Yeabut 500 rounds an hour! c'mon man! lol
 
This wasn't a range, but, about 15 years ago I worked in a shop and the boss was also an avid hunter and had an FFL so he could sell to his hunting buddies, so naturally we always had a few unsold guns laying around. One day I was in the office doing paperwork on the computer and in the office struts a salesman, Mr. ADHD. He whips opens the cabinet and yanks out a random 9mm semi-auto, points it right at me and says "bang, you're dead." Then he does a Bond move racking the slide and blowing on the barrel. Out pops a live round. He almost crapped his pants.
That place was actually a great place to work, its definitely a lot of great memories. The boss also sold me my first few guns.

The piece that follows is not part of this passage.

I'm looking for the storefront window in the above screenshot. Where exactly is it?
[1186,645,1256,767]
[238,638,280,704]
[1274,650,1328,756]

A few years ago, I wanted to take my wife to shoot "her" new LC9 that I had just bought for her. (Its mine now:D) She had never shot a handgun before. We went to the Clackamas Public Safety center and I removed the guns from my range bag on the back bench, turning towards the wall we were right next to as I carried them to the shooting rests. The room very quickly cleared out. You are supposed to unload on the line there. Which was part of the "training" video we had just watched. OOPS. :oops:

My wife takes the first shot and all but bursts into tears. She wasn't ready for that, and was mostly done for the day. Prolly should have rented a .22LR instead of being a cheapskate, but it was during the last ammo shortage. But anyway: OOPS. :oops:
 
Eons ago my Dad and I were at a municipal range sighting in our deer rifles before the season started. The range had 100 yard wood & press-board backstops in front of berms w/ benches and a 15 yard pistol backstop w/ a table. A concrete walkway between the gravel parking lot from the benches. There was one other guy there doing the same as us.

Quiet day until this Datsun pickup comes rolling in w/ 2 guys in the front & two sitting on the bed rails. They pull up to the pistol table & unload a duffel bag of mini 14s & ARs with these trigger cranks things on them. Proceed to just light up the pistol backstop....no targets on it or anything....mag dump after mag dump. Dad doesn't like the situation one bit & tells me to start packing.

While were loading the truck, one of the guys gets in the truck and whips it around and backs right up to one of the 100 yard benches near the pistol table, jumps in the back and pulls a tarp off a M2 sitting in the bed. The guy starts firing tracer rounds at the backstop, again no target, just throwing shots downrange at the backstops. First time I ever saw anything like that in person and it stopped me in my tracks, mouth hit the floor. Before too long, the backstop is smoldering. Dad decided it was definitely time to split.
 
One of my friends is "THAT GUY" on and off the range. So recently he finished his AR, with me standing over him instructing him how to do it, and now continually goes "I'm gonna out shoot you." Meanwhile most of his range time is at a 25 yard indoor range, while most of mine varies from 100-600 yards. I even shoot my Mauser out to 400 with iron sights (I refuse to put a scope on it) and surplus ammo. And if I try to be nice to at least teach him how to use a mil reticle for holdovers, he interrupts and its the same "I'll outshoot you" crap again. If there was a facepalm emoticon on this site, you'd see an entire line of it at the end of this paragraph.